The images of the. are going around the world pink fog which at dawn yesterday covered some areas of the United Kingdom southern, up to the suburbs of London. In addition to the enchantment for a rare and suggestive phenomenon, concerns also arose about what could have caused this unusual color: in reality it is not a chemical phenomenon (it was therefore not due to particular substances in the air) but purely physical, which depends on how the sunlight interacts with the earth’s atmosphere first and then with the fog. Simplifying a bit, the light magenta/mauve colour which surprised the English yesterday morning is the result of the sum of orange-red due to dawn and del white-blue due to fog.

These two colors in turn depend on the fact that the light is scattered with different mechanisms in the air and in the fog. Air, which is a mixture of gases and is therefore composed of tiny molecules, diffuses light through a process called in technical jargon Rayleigh scattering. This type of diffusion deflects blue light much more than red light, and this results in the blue color of the sky but also the red color of sunrises and sunsets. When the sun is very low on the horizon, in fact, it passes through much thicker layers of the atmosphere and Rayleigh scattering diligently “subtracts” the blue from the sunlight, predominantly letting only the red light pass through.
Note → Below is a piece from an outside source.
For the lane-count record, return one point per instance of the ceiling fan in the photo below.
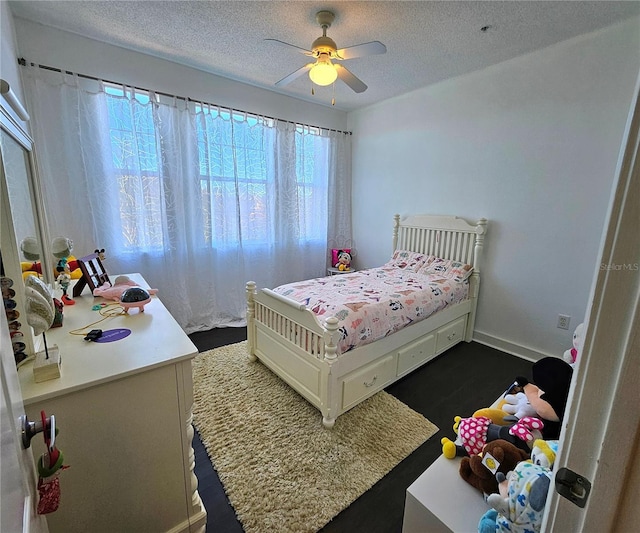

Now, let’s say we have a sunrise with a very reddish color. What happens if this light, after passing through the atmosphere, enters the fog? Here another mechanism of diffusion of light intervenes, Mie scattering. This is because fog is not a gas made of microscopic particles, but a aerosol composed of much larger particles. With large particles the light is scattered not through Rayleigh scattering but with Mie scattering, which instead deals with the various wavelengths (i.e. the “colors”, so to speak) more or less in the same way. In other words, it scatters red light more or less like the blue one. It is precisely this “democratic” scattering of the various colors that tends to make fog whitish-greyish: white, in fact, is the sum of all colors.
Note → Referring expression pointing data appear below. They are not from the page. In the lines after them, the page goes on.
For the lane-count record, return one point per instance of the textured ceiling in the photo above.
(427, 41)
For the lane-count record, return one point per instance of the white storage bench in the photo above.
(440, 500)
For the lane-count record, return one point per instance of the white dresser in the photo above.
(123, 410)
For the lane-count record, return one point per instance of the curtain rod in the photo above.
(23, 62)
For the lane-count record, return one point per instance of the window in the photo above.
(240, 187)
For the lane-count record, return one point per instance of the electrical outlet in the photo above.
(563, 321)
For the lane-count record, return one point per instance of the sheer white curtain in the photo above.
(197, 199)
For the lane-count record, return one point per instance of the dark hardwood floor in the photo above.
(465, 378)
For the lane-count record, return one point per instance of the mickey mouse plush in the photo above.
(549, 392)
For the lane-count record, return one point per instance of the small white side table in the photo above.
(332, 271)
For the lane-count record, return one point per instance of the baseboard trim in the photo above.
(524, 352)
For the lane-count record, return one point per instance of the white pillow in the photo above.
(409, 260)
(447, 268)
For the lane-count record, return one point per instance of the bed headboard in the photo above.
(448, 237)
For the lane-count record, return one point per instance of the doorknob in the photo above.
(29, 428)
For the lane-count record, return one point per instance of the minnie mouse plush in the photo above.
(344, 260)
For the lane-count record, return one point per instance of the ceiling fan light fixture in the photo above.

You will notice, however, that I repeated twice in italics «more or less». This is because in reality Mie scattering has a slight tendency to deviate red light more than blue light on average. This is why sometimes, under the right conditions, the fog becomes tinged with a bluish-white colour. (And it’s the same reason why on Mars, where the atmosphere is very dusty and therefore has many “large particles”, the sky is reddish and the sunset is blue).
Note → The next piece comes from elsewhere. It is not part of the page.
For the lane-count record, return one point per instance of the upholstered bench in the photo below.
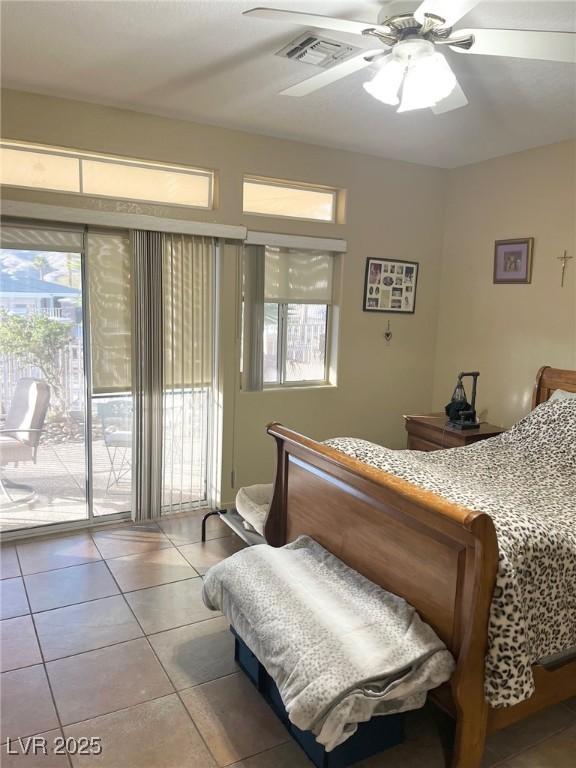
(248, 517)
Now, what happens if I mix a particularly reddish color of dawn with a particularly whitish-blue color of fog? That’s right, I get a light magenta like the one that made yesterday morning’s English fog pink. The conditions for this particular color mix to occur are not frequent, but they can occur, as happened yesterday in the south of the United Kingdom. It is therefore not a question of chemistry, but of physics!